For these products, which are highly useful for regional hydrology, the validation of existing products, despite the very interesting potential, still shows some limitations in different contexts, in particular that of dense vegetation covers but also in relatively complex contexts with strong heterogeneities in terms of land use and topography [36].

In this context, this study proposes to test hybrid approaches to soil moisture retrieval at a 1 km scale with the objective of improving the estimation accuracy of soil moisture. The approaches consider hybrid methodologies with a combination of a change detection approach with empirical modeling or machine learning.

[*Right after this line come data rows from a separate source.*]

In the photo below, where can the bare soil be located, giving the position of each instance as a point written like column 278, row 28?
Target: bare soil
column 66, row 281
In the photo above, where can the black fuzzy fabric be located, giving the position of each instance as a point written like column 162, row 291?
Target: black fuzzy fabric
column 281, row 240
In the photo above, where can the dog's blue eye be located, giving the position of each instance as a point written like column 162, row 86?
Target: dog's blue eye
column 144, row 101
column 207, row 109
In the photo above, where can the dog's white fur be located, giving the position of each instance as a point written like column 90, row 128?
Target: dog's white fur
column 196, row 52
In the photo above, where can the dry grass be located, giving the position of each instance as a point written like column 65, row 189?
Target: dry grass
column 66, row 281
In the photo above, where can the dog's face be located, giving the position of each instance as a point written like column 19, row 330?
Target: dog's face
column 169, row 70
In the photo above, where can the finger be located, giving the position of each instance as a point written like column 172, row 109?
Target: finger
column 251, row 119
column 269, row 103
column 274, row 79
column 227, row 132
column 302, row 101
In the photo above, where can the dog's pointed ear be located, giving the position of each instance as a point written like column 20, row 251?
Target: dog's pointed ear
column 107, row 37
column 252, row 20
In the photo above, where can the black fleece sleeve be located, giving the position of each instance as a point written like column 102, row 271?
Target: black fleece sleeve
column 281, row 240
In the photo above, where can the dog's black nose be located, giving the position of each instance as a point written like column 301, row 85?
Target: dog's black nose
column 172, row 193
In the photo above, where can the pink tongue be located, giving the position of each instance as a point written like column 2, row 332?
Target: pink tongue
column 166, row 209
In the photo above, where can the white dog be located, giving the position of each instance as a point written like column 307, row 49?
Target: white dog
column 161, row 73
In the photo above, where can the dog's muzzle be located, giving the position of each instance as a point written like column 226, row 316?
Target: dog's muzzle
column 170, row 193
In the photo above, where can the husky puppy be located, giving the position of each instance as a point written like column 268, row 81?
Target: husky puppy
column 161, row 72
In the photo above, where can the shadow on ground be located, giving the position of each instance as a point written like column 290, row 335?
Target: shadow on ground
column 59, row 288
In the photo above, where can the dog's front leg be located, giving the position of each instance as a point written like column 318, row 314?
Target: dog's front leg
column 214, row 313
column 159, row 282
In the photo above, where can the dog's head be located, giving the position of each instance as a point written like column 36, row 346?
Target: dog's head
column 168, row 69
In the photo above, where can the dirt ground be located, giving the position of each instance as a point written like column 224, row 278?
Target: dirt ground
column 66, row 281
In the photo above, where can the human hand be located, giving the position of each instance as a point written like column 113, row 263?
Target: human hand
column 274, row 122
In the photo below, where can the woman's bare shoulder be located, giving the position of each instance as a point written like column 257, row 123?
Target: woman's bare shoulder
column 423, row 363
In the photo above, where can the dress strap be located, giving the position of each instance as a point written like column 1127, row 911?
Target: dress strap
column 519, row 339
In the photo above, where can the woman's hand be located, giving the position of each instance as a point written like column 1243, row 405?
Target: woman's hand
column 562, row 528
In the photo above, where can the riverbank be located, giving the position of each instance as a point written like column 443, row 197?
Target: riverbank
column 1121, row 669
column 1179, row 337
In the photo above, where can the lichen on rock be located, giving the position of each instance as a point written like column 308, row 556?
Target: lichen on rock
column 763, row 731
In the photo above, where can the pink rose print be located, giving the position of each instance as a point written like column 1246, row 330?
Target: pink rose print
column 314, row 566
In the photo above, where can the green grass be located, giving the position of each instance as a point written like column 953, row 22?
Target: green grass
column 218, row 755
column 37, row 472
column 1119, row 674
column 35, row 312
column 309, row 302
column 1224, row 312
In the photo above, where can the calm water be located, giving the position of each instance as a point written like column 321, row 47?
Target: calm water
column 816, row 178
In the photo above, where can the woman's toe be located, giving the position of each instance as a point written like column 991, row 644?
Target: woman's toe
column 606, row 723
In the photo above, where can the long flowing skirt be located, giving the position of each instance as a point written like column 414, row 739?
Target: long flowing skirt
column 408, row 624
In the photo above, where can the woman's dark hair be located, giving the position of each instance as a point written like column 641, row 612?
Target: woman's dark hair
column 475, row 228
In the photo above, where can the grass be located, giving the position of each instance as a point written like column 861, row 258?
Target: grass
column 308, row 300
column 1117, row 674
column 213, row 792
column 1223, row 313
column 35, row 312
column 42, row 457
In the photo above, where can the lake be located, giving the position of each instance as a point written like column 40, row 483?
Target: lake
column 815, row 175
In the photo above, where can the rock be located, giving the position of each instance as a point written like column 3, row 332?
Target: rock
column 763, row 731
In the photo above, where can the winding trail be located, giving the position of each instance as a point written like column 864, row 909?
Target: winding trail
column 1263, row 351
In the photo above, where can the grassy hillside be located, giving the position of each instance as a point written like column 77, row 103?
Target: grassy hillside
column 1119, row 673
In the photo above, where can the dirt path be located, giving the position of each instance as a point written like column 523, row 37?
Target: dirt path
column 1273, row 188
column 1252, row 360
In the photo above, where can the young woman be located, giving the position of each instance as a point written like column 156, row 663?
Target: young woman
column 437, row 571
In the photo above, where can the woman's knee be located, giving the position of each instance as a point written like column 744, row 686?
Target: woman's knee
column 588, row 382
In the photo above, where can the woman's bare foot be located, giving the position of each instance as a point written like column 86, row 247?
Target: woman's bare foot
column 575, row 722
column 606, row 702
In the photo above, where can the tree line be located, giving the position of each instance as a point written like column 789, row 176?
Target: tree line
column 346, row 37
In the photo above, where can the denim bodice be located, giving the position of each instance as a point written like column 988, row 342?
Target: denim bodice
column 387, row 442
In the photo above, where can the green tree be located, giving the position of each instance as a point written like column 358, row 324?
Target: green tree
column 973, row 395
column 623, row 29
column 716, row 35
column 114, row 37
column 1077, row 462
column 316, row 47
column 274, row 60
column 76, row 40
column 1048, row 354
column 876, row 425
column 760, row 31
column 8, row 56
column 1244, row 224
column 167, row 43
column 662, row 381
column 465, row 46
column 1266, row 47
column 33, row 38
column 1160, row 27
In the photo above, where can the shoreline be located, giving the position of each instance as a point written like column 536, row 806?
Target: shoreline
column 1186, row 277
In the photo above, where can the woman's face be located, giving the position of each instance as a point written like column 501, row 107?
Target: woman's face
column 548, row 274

Section 2 presents in the first subsection the database used in this study in terms of soil moisture data and satellite measurements. The second subsection presents the methodologies tested and proposed in this study. Section 3 illustrates the results. Section 4 includes the discussion of the proposed applications. The conclusions are presented in Section 5.

2. Materials and Methods

2.1. Database

2.1.1. ISMN Soil Moisture Data

The training and validation of the proposed methods are conducted based on data from the International Soil Moisture Network (ISMN) [37]. The data are available in conjunction with additional datasets of Koppen–Geiger climate classes, ESA’s CCI land cover, and soil characteristics. The upper soil layer (0–10 cm) moisture measurements are harmonized as fractional volumetric soil moisture (${\mathrm{m}}^3/{\mathrm{m}}^3)$ and converted into Coordinated Universal Time (UTC). After data quality verification, some ISMN networks suffer from a lack of measurements. Therefore, we considered 21 networks among a total of 71 spatially distributed as shown in Figure 1. The data of each station should cover a period of two years with at least 20 dates between the start and the end date of acquisitions—1 January 2015 and 19 August 2021, respectively. Consequently, in the same network, we retain only stations with valid dataset as detailed in

Table 1. Overview of the considered ISMN networks.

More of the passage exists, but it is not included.